Usually no. FLV depends on Adobe Flash, which Adobe stopped supporting on December 31, 2020, and began blocking on January 12, 2021 — and no current browser plays FLV. On top of that, a NEF is a still photo, so the result is a single motionless, silent frame rather than real footage. Only choose FLV if a specific legacy system requires a .flv file, such as an old Flash-based RTMP streaming server or an e-learning platform that ingests only that format. For a picture, use NEF to JPG; for a clip that plays everywhere, use NEF to MP4.

Does the FLV clip have any motion or sound?

No. The conversion takes one NEF photo and displays it as a static image for the duration you set. There is no panning, zoom, or animation, and the output carries no audio track — because the source is a still image, the converter omits the audio stream entirely, so the "Audio Codec" option does not appear for this conversion. If you upload several photos and choose "Merge images," they play back to back, but each frame is still a static image shown for its set duration, with no transitions between them.

Do I lose the NEF's raw editing latitude when I convert to FLV?

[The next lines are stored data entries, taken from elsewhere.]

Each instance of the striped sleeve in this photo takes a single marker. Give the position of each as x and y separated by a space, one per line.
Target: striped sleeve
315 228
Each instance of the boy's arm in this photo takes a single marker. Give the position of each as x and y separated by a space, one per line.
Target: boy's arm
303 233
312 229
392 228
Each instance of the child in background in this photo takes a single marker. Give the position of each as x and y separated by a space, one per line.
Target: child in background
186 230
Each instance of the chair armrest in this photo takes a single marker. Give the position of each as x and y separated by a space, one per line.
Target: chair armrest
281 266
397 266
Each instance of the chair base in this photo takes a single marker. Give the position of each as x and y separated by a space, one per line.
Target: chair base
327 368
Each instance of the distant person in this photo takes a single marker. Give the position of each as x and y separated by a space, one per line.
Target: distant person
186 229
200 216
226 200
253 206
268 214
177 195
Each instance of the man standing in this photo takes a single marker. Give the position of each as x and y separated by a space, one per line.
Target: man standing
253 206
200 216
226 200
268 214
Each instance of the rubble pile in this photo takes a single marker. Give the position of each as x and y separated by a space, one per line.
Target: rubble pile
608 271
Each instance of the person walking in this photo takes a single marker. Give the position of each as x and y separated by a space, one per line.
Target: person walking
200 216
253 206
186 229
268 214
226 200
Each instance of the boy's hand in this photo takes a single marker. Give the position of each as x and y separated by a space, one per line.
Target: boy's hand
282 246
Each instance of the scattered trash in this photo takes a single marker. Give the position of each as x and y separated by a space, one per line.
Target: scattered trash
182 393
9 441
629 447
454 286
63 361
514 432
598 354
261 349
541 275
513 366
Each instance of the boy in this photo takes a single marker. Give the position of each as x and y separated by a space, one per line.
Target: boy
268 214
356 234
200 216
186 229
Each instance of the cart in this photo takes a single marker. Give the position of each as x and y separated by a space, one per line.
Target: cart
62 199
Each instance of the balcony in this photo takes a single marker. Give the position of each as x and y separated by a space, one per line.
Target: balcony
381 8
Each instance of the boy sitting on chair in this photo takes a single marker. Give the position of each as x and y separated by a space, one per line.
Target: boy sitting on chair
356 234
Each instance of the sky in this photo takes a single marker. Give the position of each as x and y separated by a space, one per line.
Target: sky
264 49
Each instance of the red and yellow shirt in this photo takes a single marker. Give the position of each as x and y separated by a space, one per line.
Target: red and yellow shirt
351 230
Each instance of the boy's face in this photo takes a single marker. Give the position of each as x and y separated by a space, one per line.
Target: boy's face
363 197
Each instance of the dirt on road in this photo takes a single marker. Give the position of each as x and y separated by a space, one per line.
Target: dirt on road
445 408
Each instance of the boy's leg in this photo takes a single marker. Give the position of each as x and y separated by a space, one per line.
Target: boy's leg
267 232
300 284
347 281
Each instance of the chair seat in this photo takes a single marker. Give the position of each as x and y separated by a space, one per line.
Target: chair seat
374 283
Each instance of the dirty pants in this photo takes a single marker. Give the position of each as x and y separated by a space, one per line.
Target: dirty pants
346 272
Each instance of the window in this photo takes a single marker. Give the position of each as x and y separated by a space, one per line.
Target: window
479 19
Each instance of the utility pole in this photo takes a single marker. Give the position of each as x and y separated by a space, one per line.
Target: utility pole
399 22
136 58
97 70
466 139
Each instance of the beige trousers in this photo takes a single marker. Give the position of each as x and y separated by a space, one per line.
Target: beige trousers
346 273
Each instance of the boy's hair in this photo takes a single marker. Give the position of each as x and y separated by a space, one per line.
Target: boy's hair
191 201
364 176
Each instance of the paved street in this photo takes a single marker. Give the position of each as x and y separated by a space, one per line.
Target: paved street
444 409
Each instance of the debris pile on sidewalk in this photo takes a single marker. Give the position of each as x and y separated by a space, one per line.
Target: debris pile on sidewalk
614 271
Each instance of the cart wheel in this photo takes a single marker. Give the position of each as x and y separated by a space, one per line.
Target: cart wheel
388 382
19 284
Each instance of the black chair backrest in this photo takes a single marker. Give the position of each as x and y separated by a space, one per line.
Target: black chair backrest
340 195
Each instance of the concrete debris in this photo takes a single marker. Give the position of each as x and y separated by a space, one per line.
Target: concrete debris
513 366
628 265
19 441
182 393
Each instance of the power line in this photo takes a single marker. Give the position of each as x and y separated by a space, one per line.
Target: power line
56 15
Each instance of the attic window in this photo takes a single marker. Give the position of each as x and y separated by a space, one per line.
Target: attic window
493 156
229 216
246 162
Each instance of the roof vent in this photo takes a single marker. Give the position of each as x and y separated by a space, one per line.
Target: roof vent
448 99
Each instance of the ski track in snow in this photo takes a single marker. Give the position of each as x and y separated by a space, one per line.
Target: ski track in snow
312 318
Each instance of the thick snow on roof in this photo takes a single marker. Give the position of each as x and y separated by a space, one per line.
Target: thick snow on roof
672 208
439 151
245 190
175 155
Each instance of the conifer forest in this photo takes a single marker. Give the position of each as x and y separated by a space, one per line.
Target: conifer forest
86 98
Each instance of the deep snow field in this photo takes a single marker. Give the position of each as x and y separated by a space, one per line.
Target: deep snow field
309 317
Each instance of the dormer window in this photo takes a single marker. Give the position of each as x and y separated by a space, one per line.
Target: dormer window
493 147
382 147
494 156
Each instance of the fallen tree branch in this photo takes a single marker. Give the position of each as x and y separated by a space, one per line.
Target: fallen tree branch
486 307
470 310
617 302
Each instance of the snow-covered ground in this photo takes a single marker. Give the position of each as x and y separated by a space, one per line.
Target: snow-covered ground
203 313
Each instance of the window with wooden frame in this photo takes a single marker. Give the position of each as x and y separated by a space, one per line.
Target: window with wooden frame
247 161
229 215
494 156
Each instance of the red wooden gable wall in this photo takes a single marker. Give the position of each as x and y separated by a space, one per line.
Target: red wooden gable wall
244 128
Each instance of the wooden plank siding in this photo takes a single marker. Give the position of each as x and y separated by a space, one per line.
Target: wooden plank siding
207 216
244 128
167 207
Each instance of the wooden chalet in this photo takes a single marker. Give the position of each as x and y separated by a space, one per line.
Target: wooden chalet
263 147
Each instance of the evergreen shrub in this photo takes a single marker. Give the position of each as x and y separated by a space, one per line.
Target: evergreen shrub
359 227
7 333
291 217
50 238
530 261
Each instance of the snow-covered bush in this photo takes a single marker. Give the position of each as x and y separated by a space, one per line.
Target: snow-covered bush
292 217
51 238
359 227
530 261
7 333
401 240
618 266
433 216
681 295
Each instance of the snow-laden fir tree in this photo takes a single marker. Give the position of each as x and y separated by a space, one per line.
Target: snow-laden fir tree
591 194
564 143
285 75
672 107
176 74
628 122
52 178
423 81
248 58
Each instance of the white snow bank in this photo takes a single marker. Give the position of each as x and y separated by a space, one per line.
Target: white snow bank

Yes. A NEF holds 12- or 14-bit sensor data, and Nikon stores white balance, hue, tone, and Picture Control as instruction sets you can change non-destructively. To put the photo into a video, the converter renders it first — demosaicing the sensor data and baking in white balance, exposure, and tone — then flattens the result to ordinary 8-bit video pixels. Once that rendered frame is inside the FLV, the latitude is gone. Keep your original .nef as the master if you may still want to edit it.

Which video codec does the FLV output use?

By default, FLV (Sorenson Spark) — FourCC FLV1, a variant of H.263 and the codec classic Flash players read most reliably. Under "Show All Options" you can switch the "Video Codec" to H.264, which Adobe added to the Flash pipeline only in late 2007 (Flash Player 9 Update 3), so the oldest players will not read it — choose it only if your target system explicitly supports H.264-in-FLV. Because the source is a still photo, no audio track is written regardless of codec.

How are my files handled during conversion?

In our testing, a single full-resolution Nikon NEF held for 5 seconds at the "Very High" preset produced a small FLV only a few megabytes in size, because a motionless frame compresses heavily. Your file is uploaded over an encrypted connection, rendered and packaged into FLV on our servers, and deleted automatically a few hours after conversion — no sign-up, no watermark, never shared or made public. The main practical limit is upload size and time, not your device.